SOLO (Panjimas.com) – Gerah dengan adanya grafiti bernuansa kritik sosial di Solo, Wali Kota Solo, Gibran Rakabuming Raka meminta kepada kepolisian untuk mengusut siapa yang membuat grafiti tersebut. Informasi yang beredar, sejumlah grafitis tersebut sudah dihapus oleh. Hal itu diungkapkan Gibran sebagaimana dilansir cnnindonesia.com.
“Saya juga belum tahu siapa pelakunya. Biarin dulu saja. Ya yang nyari bukan saya. Biar dari pihak Polres,” kata Gibran di Balai Kota Solo, Selasa (24/8).
Salah satu grafiti bernuansa kritik, berada di jalan Kusumoyudan, Stabelan, Banjarsari bertuliskan ‘Orang miskin dilarang sakit’. Grafiti tersebut kemudian dihapus oleh Satuan Polisi Pamong Praja (Satpol PP) dengan dalih melaksanakan amanat Peraturan Daerah (Perda).
Pembuat grafiti sudah ditangkap dan diberi sanksi. Menurut Perda, seharusnya pelaku vandalisme diberis sanksi 3 bulan kurungan atau denda maksimal Rp 50 juta. Namun dalam praktiknya, Satpol PP hanya menjatuhkan sanksi administrasi karena pelaku masih di bawah umur.
“Kita lakukan panggil orang tua dan sekolahnya, mereka kita suruh menghapus untuk pembinaan,” katanya.
Dengan kejadian penindakan terhadap aksi mural atau grafiti tersebut, pakar hukum Muhammad Taufiq turut berkomentar dari sisi hukum. Menurutnya perintah Wali Kota Gibran untuk mempolisikan pelaku mural dan grafiti, disebut Dr. Taufiq bahwa Gibran tidak paham hukum.

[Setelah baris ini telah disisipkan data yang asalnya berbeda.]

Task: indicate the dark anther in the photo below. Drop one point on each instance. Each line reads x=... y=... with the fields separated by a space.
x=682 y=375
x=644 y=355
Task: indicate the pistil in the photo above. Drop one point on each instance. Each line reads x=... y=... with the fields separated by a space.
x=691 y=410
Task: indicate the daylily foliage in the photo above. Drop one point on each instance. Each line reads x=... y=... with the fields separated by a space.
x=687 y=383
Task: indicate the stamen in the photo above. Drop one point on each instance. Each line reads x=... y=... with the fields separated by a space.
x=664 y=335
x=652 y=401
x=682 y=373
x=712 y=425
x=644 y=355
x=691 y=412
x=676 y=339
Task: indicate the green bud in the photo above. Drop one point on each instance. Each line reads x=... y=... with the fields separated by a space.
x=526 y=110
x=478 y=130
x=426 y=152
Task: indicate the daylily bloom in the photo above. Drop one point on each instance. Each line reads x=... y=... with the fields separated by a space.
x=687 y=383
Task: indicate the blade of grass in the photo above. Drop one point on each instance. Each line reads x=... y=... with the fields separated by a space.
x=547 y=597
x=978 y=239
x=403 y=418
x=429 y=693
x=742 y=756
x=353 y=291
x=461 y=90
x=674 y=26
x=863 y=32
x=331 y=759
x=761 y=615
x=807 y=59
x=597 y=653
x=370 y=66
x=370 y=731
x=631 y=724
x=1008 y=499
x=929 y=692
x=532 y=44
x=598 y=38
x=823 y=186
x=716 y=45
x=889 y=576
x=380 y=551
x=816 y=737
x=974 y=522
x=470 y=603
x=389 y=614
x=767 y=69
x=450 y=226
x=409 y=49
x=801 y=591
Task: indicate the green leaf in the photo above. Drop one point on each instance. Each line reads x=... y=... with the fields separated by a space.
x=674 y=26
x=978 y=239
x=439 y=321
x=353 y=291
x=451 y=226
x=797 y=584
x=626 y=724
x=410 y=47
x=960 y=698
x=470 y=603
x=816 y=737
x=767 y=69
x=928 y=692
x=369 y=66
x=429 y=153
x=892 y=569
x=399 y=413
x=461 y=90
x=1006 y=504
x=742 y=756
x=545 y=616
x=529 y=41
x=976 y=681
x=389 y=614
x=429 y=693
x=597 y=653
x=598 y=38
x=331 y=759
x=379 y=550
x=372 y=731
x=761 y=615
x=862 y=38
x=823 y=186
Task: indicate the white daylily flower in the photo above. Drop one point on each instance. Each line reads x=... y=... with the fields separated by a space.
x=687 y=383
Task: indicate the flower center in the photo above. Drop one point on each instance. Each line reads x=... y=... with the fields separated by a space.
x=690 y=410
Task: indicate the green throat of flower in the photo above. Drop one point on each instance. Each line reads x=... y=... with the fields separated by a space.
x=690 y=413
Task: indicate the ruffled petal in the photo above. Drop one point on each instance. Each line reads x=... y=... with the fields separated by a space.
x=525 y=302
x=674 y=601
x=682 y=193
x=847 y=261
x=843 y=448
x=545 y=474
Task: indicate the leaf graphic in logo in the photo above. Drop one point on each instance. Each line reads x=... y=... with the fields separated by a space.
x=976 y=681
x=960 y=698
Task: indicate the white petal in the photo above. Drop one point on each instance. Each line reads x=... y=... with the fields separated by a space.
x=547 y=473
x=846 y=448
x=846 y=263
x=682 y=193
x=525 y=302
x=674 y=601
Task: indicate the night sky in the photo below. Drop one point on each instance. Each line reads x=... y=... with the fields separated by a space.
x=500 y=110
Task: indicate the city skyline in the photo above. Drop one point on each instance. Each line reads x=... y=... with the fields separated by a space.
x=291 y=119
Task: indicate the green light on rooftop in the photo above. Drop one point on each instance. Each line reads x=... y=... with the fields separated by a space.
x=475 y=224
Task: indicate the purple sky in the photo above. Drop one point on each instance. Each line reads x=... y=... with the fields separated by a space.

“Pertama harus bisa dibedakan dulu antara mural dan grafiti, kalau mural itu biasanya adalah dalam bentuk protes protes sosial, maka lebih banyak mengungkapkan dengan kata-kata. Dan itu sudah ada di zaman Belanda maupun di zaman jepang misalnya ‘Merdeka atau mati, aku lapar tuhan’ itu sudah ada,” ujar Dr. Taufiq, Rabu (25/8/2021).
Dikatakan Dr. Taufiq bahwa tindakan penghapusan tersebut melanggar pasal 170 tentang perusakan, jika di dalam seni dinamakan vandalisme, karena grafiti maupun mural itu menurutnya sebuah karya seni.
“Yang tidak boleh itu kalau saya ngecat rumahnya Gibran tanpa izin itu, tapi kalau di tempat-tempat umum dan orang memperbolehkan itu tidak bisa dipidana juga kita lihat di Jakarta di bawah tol misalnya nggak jauh-jauh deh, Manahan juga ada mural itu di bawah flyover Manahan, jadi saya pikir apa yang dibilang itu dia tidak paham hukum, dia terlalu kecil sebagai walikota dan tidak pernah belajar hukum,” pungkasnya.